Now it’s time to create some clusters from our twitter data. In this post, we focus only on biographical tags and we use the old kmeans algorithms in order to find significant clusters. At least we hope so.
Previously in this series:
- Description and how to grab profiles
- First statistics about locations
- How to reduce the number of token
We are looking for 15 clusters. Why this number? It’s a choice I made after some experiments. It’s boring to look at more than 15 clusters and fewer would group things we don’t want to.
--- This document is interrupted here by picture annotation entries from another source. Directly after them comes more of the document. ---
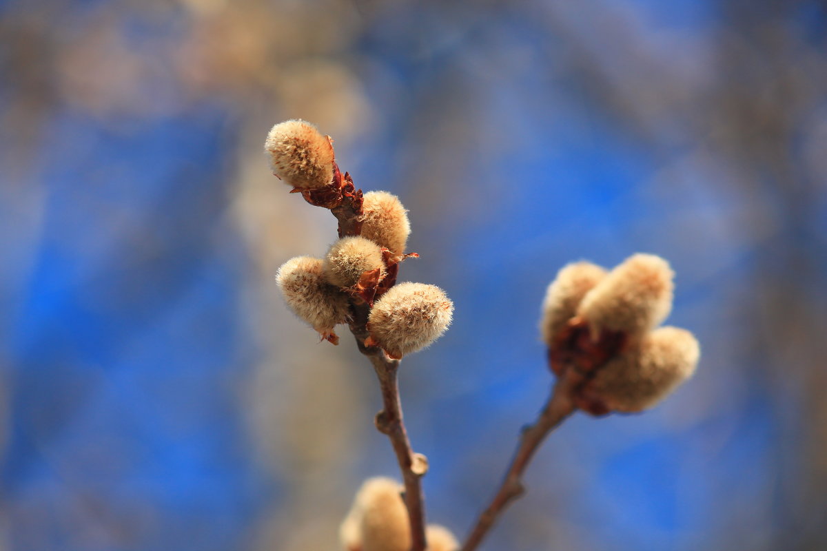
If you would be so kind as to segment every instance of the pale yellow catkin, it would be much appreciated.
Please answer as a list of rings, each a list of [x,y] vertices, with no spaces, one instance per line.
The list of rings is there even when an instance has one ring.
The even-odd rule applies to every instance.
[[[333,180],[333,146],[309,122],[280,122],[267,134],[264,149],[273,173],[289,186],[312,189]]]
[[[453,310],[453,302],[436,285],[399,283],[374,304],[368,329],[389,355],[401,358],[445,333]]]
[[[408,211],[399,197],[388,192],[368,192],[362,203],[361,235],[394,254],[405,252],[411,233]]]
[[[343,237],[331,245],[324,259],[323,270],[327,281],[339,287],[358,283],[362,273],[379,268],[380,279],[385,277],[382,249],[364,237]]]
[[[445,526],[428,525],[425,529],[428,551],[458,551],[460,543]]]
[[[275,282],[290,310],[327,335],[345,323],[350,310],[347,296],[325,279],[322,264],[309,256],[290,259],[279,268]]]
[[[384,477],[369,478],[356,492],[339,529],[346,551],[409,551],[411,546],[408,509],[403,487]]]
[[[410,524],[402,499],[404,487],[391,478],[369,478],[356,492],[347,516],[339,526],[344,551],[408,551]],[[428,551],[457,551],[459,542],[439,525],[425,529]]]
[[[590,262],[564,266],[546,291],[540,319],[540,335],[552,346],[554,337],[577,311],[583,297],[606,276],[606,270]]]
[[[685,329],[665,326],[643,336],[639,346],[615,356],[597,371],[586,392],[613,411],[648,409],[695,373],[700,348]]]
[[[633,254],[586,294],[577,315],[589,322],[593,335],[609,330],[638,339],[669,315],[673,276],[659,256]]]

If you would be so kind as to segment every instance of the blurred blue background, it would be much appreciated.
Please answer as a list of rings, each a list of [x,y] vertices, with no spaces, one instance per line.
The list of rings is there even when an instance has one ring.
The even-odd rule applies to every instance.
[[[430,520],[548,392],[557,270],[642,251],[696,376],[569,420],[484,549],[827,549],[825,2],[7,0],[0,71],[4,551],[332,550],[396,473],[368,364],[275,288],[335,239],[261,152],[292,117],[455,302],[401,372]]]

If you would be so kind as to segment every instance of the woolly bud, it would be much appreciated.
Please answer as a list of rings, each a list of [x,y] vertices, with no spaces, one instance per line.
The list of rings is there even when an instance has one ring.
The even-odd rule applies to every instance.
[[[543,301],[540,334],[551,346],[554,336],[574,317],[583,297],[606,276],[606,270],[590,262],[574,262],[557,272]]]
[[[669,315],[673,276],[659,256],[633,254],[586,294],[577,315],[593,335],[608,330],[642,336]]]
[[[369,478],[362,484],[339,529],[347,551],[410,549],[410,525],[402,490],[390,478]]]
[[[368,329],[388,355],[402,358],[438,339],[451,325],[453,310],[436,285],[399,283],[374,304]]]
[[[275,283],[290,310],[335,344],[333,326],[344,323],[350,310],[347,296],[325,280],[322,260],[309,256],[290,259],[279,268]]]
[[[428,551],[457,551],[460,549],[460,543],[445,526],[428,525],[425,529],[425,539]]]
[[[339,287],[350,287],[359,282],[365,272],[379,270],[379,279],[385,277],[385,262],[379,245],[364,237],[343,237],[331,245],[324,259],[324,275],[327,281]]]
[[[584,396],[600,400],[610,411],[648,409],[695,373],[700,356],[698,341],[686,330],[656,329],[643,336],[639,346],[599,369]]]
[[[313,125],[300,120],[273,126],[264,149],[273,173],[294,188],[323,188],[333,181],[333,146]]]
[[[387,192],[368,192],[362,203],[361,235],[396,255],[405,252],[411,225],[399,198]]]

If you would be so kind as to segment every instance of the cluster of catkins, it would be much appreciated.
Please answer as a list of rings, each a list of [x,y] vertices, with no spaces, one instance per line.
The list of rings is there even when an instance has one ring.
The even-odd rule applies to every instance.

Our dataset has tags as columns, with 1 if the tags is used, 0 if not. Kmeans work with a distance. There is Euclidian or cosine-based for instances. Text mining usually use the cosine distance and normalize the dataset so that the Euclidian norm of an instance is equals to one (thus similarity is between 0 and 1). It’s often use to be fair with instance with only a small number of tags. If you suppose an instance with all the tags, without normalization, it would be the most similar instance for each other instance. I don’t think it’s a good idea to normalize in this case. Each description has a very small number of tag and the number of tag is high. Nevertheless, this choice could be discuss.
Here we have a segmentation. Do we win? Not yet I think. Kmeans is an old algorithm and is not so good. There is something which is called stability which is quite important. If you run 10 Kmeans (changing the initial cluster points), you obtain 10 different results. Which is the best? Here we use a kind of cluster similarity. The best segmentation is the one which has very dissimilar clusters.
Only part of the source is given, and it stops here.